Nico Hoppe stellte im Kommentar der anderen die provokante Frage: Askese oder Endzeit?. Bjørn Lomborg kritisierte zuvor die überhitzte Klimadebatte. Beide Gastkommentare wurden nicht nur in den Onlineforen debattiert, es erreichten uns auch zahlreiche Leserbriefe. Im Folgenden eine Auswahl:

Es ist an der Zeit zu handeln!

Bjørn Lomberg spricht von "Jahrzehnten der Panikmache" durch Erwachsene, die den Weltuntergang voraussagen, und plädiert für einen "ruhigen Ansatz". Aber genau die jahrzehntelange Untätigkeit der Erwachsenen, die das Klimaproblem immer schlimmer werden ließ, ist es, wogegen sich die Jugendlichen wehren. Auch wenn in zwölf Jahren die Welt nicht untergeht, so sagt der letzte IPCC-Bericht ganz klar: Jede weitere Erwärmung, jedes zehntel Grad, macht etwas aus und führt zu mehr klimabedingten Schäden; vielleicht nicht sofort bei uns, sondern anderswo in den ärmsten Regionen der Erde; manchmal langsam und anfangs fast unbemerkt; oft katastrophal und irreversibel. Lombergs Aussage, dass "der Klimawandel die Orkanschäden zwar steigern wird, dass uns unser größerer Reichtum jedoch noch widerstandsfähiger dagegen macht", erscheint in diesem Licht geradezu zynisch.

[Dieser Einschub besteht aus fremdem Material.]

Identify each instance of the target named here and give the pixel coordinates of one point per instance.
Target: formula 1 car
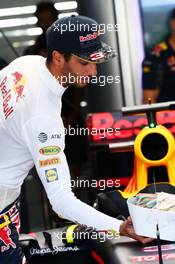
(154, 147)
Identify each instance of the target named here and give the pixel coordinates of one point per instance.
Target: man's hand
(127, 229)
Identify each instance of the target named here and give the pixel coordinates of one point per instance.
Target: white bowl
(145, 221)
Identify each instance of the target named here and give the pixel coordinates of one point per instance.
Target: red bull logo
(19, 84)
(6, 93)
(5, 233)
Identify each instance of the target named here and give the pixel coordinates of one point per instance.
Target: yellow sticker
(48, 162)
(50, 150)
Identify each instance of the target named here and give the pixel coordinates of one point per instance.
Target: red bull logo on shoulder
(19, 85)
(5, 233)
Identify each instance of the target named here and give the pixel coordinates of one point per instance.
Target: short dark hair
(42, 6)
(49, 55)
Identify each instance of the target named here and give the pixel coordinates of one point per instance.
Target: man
(32, 132)
(159, 69)
(46, 14)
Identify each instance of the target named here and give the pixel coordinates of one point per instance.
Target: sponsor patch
(51, 175)
(42, 137)
(48, 162)
(56, 136)
(19, 85)
(50, 150)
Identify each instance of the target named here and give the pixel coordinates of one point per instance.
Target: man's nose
(92, 69)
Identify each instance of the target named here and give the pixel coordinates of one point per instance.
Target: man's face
(78, 72)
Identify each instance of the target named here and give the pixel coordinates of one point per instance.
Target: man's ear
(57, 58)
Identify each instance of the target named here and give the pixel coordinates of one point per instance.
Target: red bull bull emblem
(19, 84)
(5, 233)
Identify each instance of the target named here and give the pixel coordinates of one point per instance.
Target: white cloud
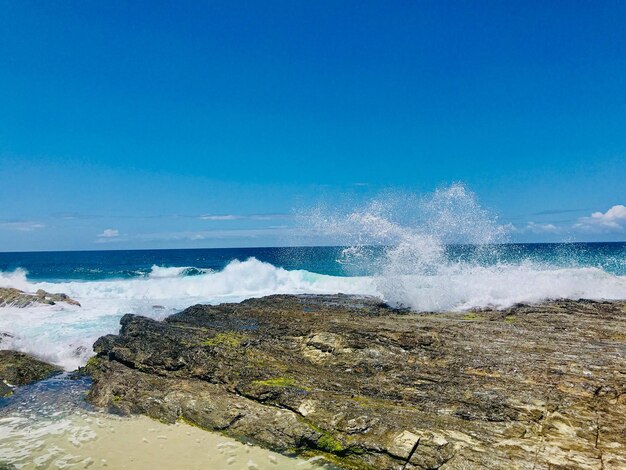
(22, 226)
(541, 228)
(109, 233)
(532, 227)
(613, 220)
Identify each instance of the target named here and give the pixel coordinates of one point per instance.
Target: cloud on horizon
(22, 225)
(611, 221)
(109, 233)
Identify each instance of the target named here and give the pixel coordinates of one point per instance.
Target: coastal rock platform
(17, 368)
(368, 386)
(11, 297)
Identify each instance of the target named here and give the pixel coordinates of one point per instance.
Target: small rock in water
(252, 465)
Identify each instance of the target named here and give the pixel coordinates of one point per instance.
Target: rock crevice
(368, 386)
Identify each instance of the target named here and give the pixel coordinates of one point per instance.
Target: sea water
(157, 283)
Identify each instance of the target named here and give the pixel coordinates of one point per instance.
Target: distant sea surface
(157, 283)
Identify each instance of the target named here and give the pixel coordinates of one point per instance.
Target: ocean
(157, 283)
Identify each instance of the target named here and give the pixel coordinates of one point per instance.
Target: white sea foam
(64, 334)
(410, 269)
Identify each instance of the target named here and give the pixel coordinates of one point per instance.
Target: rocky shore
(367, 386)
(17, 368)
(11, 297)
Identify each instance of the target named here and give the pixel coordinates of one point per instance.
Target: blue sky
(198, 124)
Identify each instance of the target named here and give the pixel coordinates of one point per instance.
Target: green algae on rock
(367, 386)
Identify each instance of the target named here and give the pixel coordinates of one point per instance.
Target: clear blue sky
(175, 124)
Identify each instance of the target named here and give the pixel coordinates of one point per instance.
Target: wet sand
(49, 426)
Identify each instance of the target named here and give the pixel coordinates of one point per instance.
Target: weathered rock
(11, 297)
(365, 385)
(17, 368)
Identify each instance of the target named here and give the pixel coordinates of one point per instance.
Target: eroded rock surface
(17, 368)
(11, 297)
(533, 387)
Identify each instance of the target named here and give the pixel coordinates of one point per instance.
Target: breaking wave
(434, 253)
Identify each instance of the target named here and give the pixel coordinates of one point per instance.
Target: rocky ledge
(17, 369)
(11, 297)
(368, 386)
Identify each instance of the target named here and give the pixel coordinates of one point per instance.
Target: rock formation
(11, 297)
(367, 386)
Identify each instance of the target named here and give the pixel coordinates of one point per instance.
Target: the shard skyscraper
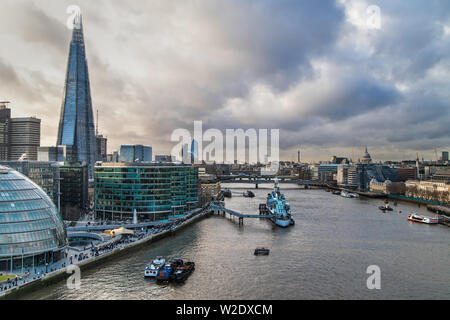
(76, 126)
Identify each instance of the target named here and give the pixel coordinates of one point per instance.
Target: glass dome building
(32, 232)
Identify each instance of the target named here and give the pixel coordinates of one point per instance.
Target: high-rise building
(76, 125)
(102, 143)
(135, 153)
(194, 152)
(24, 138)
(185, 155)
(156, 191)
(20, 138)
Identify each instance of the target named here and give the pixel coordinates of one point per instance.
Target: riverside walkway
(83, 257)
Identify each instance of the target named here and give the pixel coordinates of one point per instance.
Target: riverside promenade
(114, 248)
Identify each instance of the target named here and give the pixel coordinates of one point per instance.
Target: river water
(324, 256)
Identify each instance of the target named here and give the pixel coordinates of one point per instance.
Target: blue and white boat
(152, 269)
(279, 208)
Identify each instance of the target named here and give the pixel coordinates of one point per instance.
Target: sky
(325, 73)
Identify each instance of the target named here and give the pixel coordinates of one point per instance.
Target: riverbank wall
(62, 274)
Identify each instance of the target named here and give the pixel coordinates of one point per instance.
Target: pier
(219, 207)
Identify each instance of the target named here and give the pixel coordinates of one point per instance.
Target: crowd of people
(94, 251)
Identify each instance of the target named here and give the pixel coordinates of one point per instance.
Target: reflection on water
(324, 256)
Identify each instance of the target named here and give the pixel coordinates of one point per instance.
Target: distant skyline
(313, 69)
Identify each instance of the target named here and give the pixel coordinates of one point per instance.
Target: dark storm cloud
(37, 26)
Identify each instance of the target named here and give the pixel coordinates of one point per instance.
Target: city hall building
(156, 191)
(32, 233)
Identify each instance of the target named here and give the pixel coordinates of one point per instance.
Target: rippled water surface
(324, 256)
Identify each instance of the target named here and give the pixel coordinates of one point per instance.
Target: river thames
(324, 256)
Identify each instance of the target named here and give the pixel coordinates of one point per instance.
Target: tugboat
(167, 273)
(261, 251)
(346, 194)
(277, 206)
(421, 219)
(152, 269)
(248, 194)
(386, 207)
(227, 193)
(184, 271)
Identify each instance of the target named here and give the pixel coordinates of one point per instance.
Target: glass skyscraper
(155, 191)
(76, 125)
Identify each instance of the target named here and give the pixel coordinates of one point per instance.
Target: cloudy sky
(317, 70)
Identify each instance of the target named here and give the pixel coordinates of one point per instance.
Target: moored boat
(248, 194)
(422, 219)
(279, 208)
(167, 272)
(386, 207)
(227, 193)
(184, 271)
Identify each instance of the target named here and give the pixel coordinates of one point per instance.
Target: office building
(164, 158)
(32, 232)
(155, 191)
(74, 190)
(135, 153)
(102, 146)
(24, 138)
(406, 173)
(20, 138)
(44, 173)
(76, 125)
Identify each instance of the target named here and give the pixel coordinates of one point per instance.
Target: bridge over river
(261, 179)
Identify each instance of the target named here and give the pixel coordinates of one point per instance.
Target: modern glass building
(156, 191)
(76, 125)
(135, 153)
(32, 232)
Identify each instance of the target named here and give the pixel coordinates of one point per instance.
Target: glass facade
(76, 126)
(157, 192)
(135, 153)
(29, 222)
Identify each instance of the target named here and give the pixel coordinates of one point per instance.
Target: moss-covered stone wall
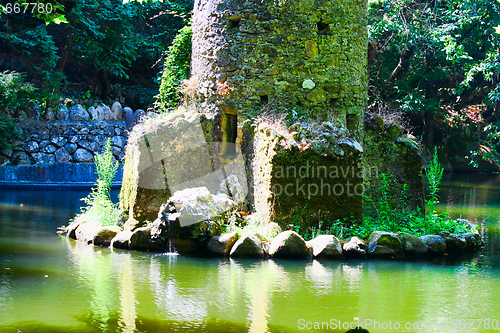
(306, 55)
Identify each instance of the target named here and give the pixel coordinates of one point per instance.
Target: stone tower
(307, 56)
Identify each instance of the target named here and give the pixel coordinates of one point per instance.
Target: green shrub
(14, 92)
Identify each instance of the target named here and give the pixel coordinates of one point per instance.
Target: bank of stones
(287, 244)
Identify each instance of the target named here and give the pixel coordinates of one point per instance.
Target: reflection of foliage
(100, 208)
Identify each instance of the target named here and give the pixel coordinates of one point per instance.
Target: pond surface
(51, 284)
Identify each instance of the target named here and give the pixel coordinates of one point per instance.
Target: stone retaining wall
(63, 141)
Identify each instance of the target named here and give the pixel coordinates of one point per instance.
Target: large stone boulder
(288, 244)
(326, 247)
(83, 156)
(412, 245)
(249, 246)
(221, 245)
(62, 155)
(143, 240)
(454, 243)
(131, 224)
(383, 244)
(62, 112)
(105, 235)
(355, 248)
(93, 113)
(108, 114)
(436, 244)
(121, 240)
(20, 158)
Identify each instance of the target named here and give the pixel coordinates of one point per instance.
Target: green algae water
(51, 284)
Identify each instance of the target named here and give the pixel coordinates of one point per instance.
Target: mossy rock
(436, 244)
(383, 244)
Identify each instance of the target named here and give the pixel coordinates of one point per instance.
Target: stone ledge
(57, 174)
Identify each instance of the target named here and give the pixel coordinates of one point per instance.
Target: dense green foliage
(176, 69)
(434, 175)
(393, 215)
(100, 208)
(438, 61)
(101, 41)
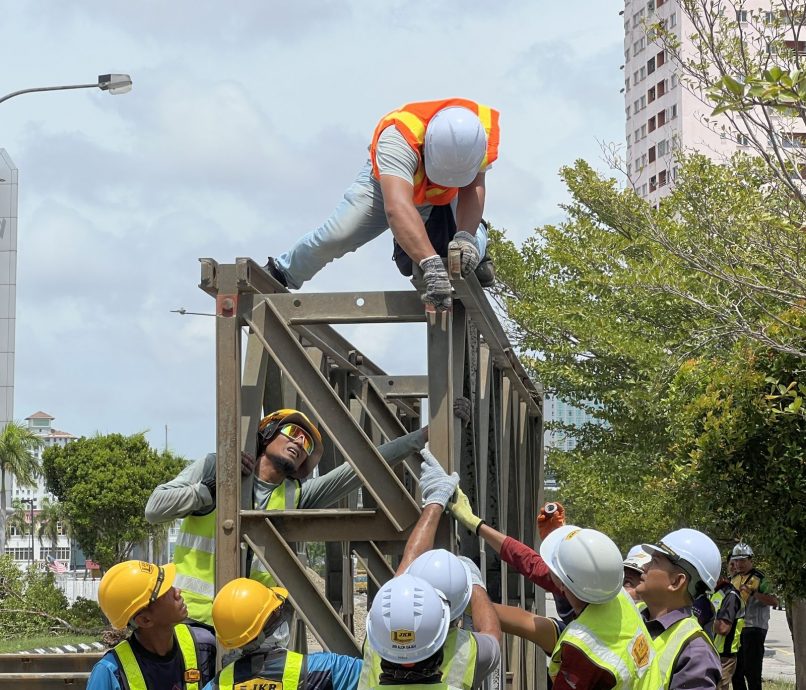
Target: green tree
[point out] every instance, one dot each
(103, 484)
(19, 461)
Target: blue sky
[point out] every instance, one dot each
(246, 123)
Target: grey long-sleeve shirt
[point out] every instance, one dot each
(186, 494)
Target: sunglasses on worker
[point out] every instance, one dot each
(295, 432)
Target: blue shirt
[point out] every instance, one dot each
(159, 672)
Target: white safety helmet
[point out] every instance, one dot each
(741, 550)
(696, 553)
(445, 572)
(637, 558)
(455, 146)
(587, 562)
(408, 621)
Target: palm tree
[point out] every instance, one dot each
(18, 459)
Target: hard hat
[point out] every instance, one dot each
(637, 558)
(272, 422)
(128, 587)
(693, 551)
(408, 621)
(741, 550)
(587, 562)
(455, 146)
(241, 609)
(445, 572)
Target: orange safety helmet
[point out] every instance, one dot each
(241, 609)
(272, 422)
(128, 587)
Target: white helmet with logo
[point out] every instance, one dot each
(455, 146)
(445, 572)
(408, 621)
(637, 558)
(696, 553)
(587, 562)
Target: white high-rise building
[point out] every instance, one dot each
(662, 116)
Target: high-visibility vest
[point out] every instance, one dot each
(280, 672)
(727, 645)
(459, 654)
(411, 120)
(130, 667)
(672, 641)
(194, 555)
(613, 636)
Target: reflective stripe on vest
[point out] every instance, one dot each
(194, 555)
(460, 653)
(613, 636)
(131, 668)
(671, 642)
(290, 680)
(411, 120)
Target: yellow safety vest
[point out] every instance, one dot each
(720, 640)
(266, 679)
(671, 642)
(194, 555)
(459, 654)
(613, 636)
(187, 646)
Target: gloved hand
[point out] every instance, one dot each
(475, 573)
(463, 513)
(550, 517)
(437, 286)
(469, 247)
(462, 409)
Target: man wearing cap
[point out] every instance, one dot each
(161, 652)
(289, 447)
(607, 645)
(755, 590)
(683, 565)
(255, 621)
(423, 155)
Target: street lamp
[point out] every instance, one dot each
(113, 83)
(30, 502)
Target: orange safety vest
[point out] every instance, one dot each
(412, 120)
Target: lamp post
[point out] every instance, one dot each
(30, 502)
(113, 83)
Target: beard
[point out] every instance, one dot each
(281, 464)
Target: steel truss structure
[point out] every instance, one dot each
(295, 358)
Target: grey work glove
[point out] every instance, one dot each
(437, 286)
(435, 485)
(469, 246)
(475, 573)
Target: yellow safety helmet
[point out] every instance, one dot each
(241, 609)
(272, 422)
(128, 587)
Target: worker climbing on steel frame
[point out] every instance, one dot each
(519, 556)
(684, 565)
(162, 651)
(467, 657)
(422, 156)
(289, 447)
(607, 645)
(255, 620)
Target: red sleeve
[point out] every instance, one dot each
(528, 563)
(577, 672)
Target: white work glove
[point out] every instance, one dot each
(475, 573)
(437, 285)
(435, 485)
(469, 246)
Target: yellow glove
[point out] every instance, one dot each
(463, 513)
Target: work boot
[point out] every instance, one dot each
(275, 271)
(485, 272)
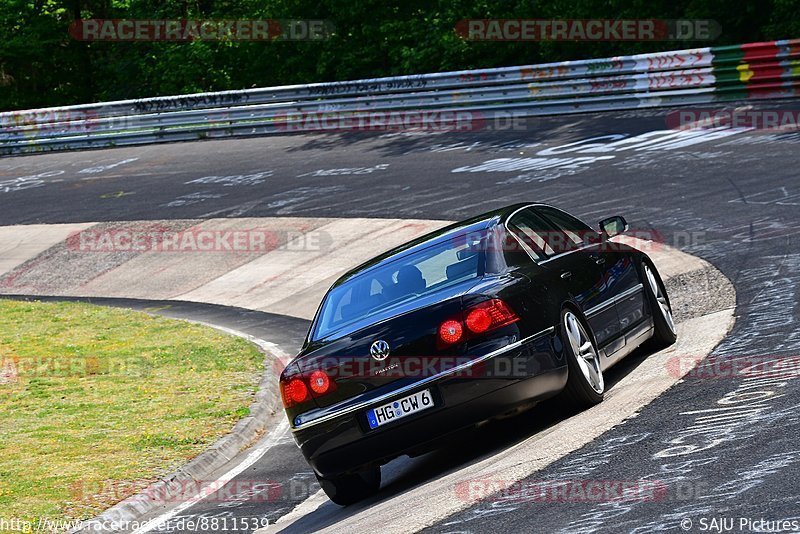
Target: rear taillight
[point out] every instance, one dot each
(479, 319)
(294, 391)
(301, 388)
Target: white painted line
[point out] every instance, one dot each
(273, 439)
(301, 510)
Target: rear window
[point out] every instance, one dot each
(401, 281)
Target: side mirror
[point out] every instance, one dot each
(613, 225)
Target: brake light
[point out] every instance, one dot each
(294, 392)
(479, 321)
(500, 313)
(450, 332)
(481, 318)
(320, 382)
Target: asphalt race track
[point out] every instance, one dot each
(731, 197)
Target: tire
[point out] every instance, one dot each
(664, 333)
(352, 487)
(585, 385)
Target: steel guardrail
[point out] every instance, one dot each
(684, 77)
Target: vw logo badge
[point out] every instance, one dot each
(379, 350)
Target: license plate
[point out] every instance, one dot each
(400, 408)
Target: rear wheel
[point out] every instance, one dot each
(664, 333)
(585, 384)
(352, 487)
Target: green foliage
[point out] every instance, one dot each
(41, 65)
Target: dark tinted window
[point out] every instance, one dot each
(402, 280)
(577, 232)
(540, 236)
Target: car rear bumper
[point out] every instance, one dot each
(341, 442)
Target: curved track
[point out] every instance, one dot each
(731, 197)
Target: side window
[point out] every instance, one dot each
(533, 232)
(576, 232)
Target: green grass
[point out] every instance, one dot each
(105, 401)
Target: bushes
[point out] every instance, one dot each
(40, 65)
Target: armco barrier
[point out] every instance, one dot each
(699, 76)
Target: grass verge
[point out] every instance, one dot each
(96, 403)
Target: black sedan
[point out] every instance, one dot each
(462, 325)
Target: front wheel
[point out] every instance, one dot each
(585, 384)
(352, 487)
(664, 333)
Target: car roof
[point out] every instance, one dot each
(478, 223)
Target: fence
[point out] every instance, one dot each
(698, 76)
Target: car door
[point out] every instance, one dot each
(569, 270)
(590, 254)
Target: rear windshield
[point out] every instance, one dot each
(401, 281)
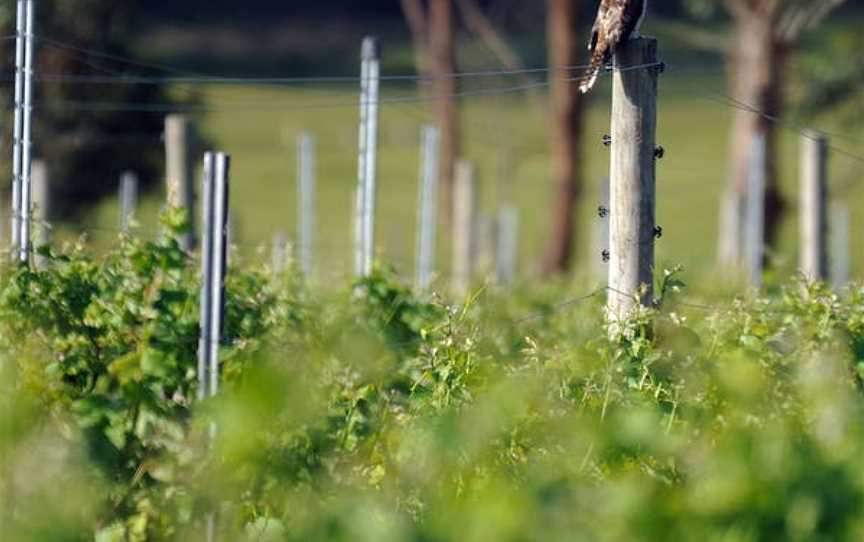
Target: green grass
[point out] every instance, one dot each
(506, 137)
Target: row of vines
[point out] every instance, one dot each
(372, 413)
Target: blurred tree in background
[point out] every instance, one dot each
(86, 143)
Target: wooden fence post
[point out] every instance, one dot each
(754, 236)
(839, 245)
(601, 232)
(632, 177)
(179, 134)
(813, 210)
(464, 225)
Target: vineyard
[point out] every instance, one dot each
(369, 412)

Der IPCC-Bericht macht auch klar, um eine weitere Klimaveränderung aufzuhalten, sind unverzüglich drastische Maßnahmen notwendig. Jedes Jahr, das wir ungenutzt verstreichen lassen, macht es noch schwieriger. Es geht nicht um Untergangsvisionen und Zivilisationsfeindlichkeit, wie Nico Hoppe schreibt. Es geht um nichts weniger als eine weitreichende Transformation. Das haben die jungen Demonstranten verstanden. Es geht um eine konsequente Dekarbonisierung des Energiesystems und um eine neue Vision von Mobilität und Zusammenleben. Dazu braucht es Innovation, zukunftsorientiertes Denken und politische Rahmenbedingungen. Es geht aber auch darum, unsere Konsumgewohnheiten zu hinterfragen. Sind größer, stärker, schneller wirklich die einzigen erstrebenswerten Ziele, oder gibt es noch andere Qualitäten? Es ist an der Zeit zu handeln und eine neue positive Zukunftsvision zu entwickeln. Jeder, der die wissenschaftlichen Fakten ignoriert, die vom Menschen verursachte Klimaänderung kleinredet und die notwendigen Maßnahmen infrage stellt oder zu verzögern versucht, wird – wie auf vielen Transparenten zu lesen – Teil des Problems.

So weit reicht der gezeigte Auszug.